Thank you for getting the whole project rolling!
Here are a few thoughts on the subject from my side:
I think that the Firefox release cycle is one of the most practical time units or periods to adopt in this case. Mozillians usually rally and interact the most for the purpose of releases and many activities that invite contribution across Mozilla fall into that rhythm.
Therefore, voting (done online) for community coordinators could be done one week after each release, to reflect and represent ongoing engagement into Mozilla’s mission.
(That said, some parts of Mozilla’s mission may have different suitable time periods to consider. For example, MozFest happens once a year, not every 6 weeks - and has a different “life cycle”).

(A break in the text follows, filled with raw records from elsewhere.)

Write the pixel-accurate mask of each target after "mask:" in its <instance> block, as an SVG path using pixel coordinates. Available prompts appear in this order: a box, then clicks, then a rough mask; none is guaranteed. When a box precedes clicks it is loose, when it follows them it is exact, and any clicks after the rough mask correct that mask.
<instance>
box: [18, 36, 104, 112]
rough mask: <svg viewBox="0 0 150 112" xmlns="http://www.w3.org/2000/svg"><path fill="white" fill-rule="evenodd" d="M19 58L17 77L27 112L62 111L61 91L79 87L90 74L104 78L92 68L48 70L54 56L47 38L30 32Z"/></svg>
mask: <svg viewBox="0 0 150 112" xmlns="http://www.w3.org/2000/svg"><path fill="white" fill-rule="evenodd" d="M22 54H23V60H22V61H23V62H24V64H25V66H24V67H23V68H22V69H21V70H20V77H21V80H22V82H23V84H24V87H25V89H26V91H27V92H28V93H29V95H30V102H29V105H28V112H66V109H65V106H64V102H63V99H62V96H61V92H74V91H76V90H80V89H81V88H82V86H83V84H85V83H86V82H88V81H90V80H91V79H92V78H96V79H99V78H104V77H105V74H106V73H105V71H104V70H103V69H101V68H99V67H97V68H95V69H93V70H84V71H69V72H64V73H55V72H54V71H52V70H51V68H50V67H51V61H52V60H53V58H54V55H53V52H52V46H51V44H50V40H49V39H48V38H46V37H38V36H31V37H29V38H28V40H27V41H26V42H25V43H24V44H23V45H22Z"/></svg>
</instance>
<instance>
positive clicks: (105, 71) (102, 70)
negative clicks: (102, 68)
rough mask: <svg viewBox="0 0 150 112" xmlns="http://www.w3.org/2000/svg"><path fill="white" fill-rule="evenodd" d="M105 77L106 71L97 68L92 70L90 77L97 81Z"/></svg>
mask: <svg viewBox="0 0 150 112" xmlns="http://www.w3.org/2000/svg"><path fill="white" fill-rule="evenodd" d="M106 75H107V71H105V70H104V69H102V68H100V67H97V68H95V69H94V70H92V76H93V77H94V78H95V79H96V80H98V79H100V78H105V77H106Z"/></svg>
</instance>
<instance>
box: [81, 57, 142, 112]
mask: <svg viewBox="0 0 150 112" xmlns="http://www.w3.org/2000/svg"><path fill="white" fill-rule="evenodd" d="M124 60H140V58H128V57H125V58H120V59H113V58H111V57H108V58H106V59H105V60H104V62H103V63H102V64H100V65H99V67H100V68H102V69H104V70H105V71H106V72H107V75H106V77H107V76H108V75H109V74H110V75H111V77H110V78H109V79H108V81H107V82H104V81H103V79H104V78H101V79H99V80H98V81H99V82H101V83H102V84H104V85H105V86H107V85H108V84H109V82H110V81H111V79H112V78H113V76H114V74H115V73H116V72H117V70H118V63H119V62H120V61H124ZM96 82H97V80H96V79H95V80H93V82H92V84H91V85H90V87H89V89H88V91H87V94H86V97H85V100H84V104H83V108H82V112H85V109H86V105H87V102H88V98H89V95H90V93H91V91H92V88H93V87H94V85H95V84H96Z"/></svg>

Each member of a community could have 2 votes to give to other members of the same community. (A community in this context would probably be a group of people gathered around a geographical location, a locale or a project with a significant pool of distributed contributors, e.g. MozFest)
Voting could be done via mozillians.org (an account would be required for voting and being a candidate). One can’t vote for themselves, only for others. Voting would be public (the number of votes would be clickable and would show who voted for a person). Every vouched for Mozillian would be eligible to receive votes.
Another interesting alternative could be giving a persistent “thumbs up” that could be removed, if the opinion of a community member about the person they gave the “thumbs up” changes. There would be no “thumbs down”, only a “thumbs up” option.
In general, feedback could be ongoing (and online) and grouped by Firefox release (every release or every two releases, whatever’s more convenient). All feedback could be transparent and accessible to everyone within a community. We’d probably need some courses on providing/receiving constructive feedback for everyone (myself included), but that investment could go a long way towards a more honest and open community.
Feedback options could include a numerical scale through which feedback providers could express their understanding of a person’s contributions and performance in making Mozilla’s mission happen. The scale could measure several aspects, like “being on time”, “clarity in communications”, etc. (in case you need metrics for these hard to distill qualities).
The leaders could be the 3-4 people from each community that receive the most support from other members. That number would differ depending on the scale and needs of the community, but ideally would always be larger than 1.